There were a few opportunities in high school where I was given the chance to revise essays for better grades, but those chances were few and far between and even when they did arise, I never took advantage of them. In my AP English class, my teacher was very big on revisions, but I noticed I would always revise the tests and quizzes, but I would never take advantage of revising the essays. I used to say to myself that it was because I was happy with the essays, but as I watched myself getting seventies on essays and leaving them alone, I realized that probably wasn’t true.
I was pleasantly surprised when I came to college and in-class essays became almost completely obsolete. All the papers I had to write were done on my own time. Essays in high school were sprints; no matter how you prepared for them, time was still your biggest enemy. Papers in colleges are marathons; you are responsible to train for them and you’re given a longer time to go at your own pace and get to the finish line. I liked papers much better in college, until it came to the revisions.
I found myself doing the same thing I did in high school, except these revisions were required. I would write my first draft and receive comments on it, but then when it came to the chance to revise it, the revisions would be minimal. It seems irresponsible to not take advantage of revisions when you’re getting feedback from professors and peers that can help raise your grade, but I believe I am not alone on this.
Even as I was writing more fiction, which is what I love, I still found myself burying my stories in the bottom of my desk drawer without ever revisiting them again. If the revisions were required, I would do it of course, but once the stories were done, I never touched them again.

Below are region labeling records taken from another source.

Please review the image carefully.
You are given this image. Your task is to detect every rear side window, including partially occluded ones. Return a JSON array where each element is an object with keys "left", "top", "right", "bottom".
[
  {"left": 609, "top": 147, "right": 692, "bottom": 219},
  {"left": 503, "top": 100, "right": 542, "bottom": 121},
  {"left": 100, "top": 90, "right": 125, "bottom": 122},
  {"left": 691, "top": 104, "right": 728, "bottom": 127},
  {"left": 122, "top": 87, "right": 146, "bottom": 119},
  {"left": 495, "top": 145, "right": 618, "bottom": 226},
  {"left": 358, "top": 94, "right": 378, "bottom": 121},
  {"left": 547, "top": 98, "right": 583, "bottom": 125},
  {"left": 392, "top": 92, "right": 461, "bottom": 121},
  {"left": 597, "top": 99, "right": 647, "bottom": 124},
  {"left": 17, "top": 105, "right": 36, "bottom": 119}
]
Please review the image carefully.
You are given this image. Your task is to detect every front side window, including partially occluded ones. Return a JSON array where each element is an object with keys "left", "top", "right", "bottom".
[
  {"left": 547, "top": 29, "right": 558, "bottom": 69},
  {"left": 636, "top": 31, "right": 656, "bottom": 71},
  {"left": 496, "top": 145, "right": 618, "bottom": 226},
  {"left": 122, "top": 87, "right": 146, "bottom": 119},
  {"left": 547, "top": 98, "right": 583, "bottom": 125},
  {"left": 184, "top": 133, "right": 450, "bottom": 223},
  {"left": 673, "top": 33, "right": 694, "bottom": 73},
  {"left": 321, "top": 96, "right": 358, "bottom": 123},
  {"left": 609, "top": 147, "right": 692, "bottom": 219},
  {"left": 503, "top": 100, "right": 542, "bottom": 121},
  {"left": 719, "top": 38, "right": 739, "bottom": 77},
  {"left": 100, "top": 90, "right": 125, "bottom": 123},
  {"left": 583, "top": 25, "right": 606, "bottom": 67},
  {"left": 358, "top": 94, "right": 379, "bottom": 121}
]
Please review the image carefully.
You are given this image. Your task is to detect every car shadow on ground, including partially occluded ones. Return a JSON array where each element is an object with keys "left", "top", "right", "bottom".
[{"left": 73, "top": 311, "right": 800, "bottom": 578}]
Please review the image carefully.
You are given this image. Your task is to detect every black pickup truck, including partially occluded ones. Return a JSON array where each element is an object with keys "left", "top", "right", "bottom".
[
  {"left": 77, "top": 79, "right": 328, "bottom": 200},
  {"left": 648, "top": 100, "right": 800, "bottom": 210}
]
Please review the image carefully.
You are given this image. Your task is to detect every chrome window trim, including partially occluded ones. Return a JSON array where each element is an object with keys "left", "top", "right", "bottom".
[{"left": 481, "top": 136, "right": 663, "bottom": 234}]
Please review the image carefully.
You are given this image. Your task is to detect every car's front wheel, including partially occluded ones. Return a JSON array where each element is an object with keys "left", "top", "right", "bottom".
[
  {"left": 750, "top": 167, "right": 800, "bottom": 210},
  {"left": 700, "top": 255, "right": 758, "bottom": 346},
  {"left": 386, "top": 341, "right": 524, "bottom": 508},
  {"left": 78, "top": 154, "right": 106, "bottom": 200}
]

I feel like we often grow up with the idea that words are permanent. If we write them down; they stick forever and it’s a shame to revise them. I often found myself discouraged that I would never be a writer because I couldn’t sit down and write the next great American novel during my lunch period. When comments on my paper said that my essay was “too repetitive” or “didn’t make sense” I interrupted that as meaning that they were bad.
I’m still stuck in the old habits where revisions will be at the bottom of my to-do list, but I also have a totally different outlook on revisions. No one is perfect. Even as a writing major, I often have other friends tell me that writing should be easy for me. It’s not easy for me because writing isn’t easy. William Zinsser, the author of On Writing Well had a lot to say about revising and how writing isn’t easy:
“There are all kinds of writers and all kinds of methods, and any method that helps you to say what you want to say is the right method for you. Some people write by day, others by night. Some people write their first draft in one long burst and then revise; others can’t write their second paragraph until they fiddled endlessly with the first. But all of them are vulnerable and all of them are tense. They are driven by a compulsion to put some part of themselves on paper, and yet they don’t just write what comes naturally. They sit down to commit an act of literature, and the self who emerges is far stiffer than the person who sat down to write.”
But sometimes, the first step between being a good writer and being a great writer is realizing that not every word you write is going to be perfect, and that revisions aren’t something to be shamed about. After all, Rome wasn’t built in a day.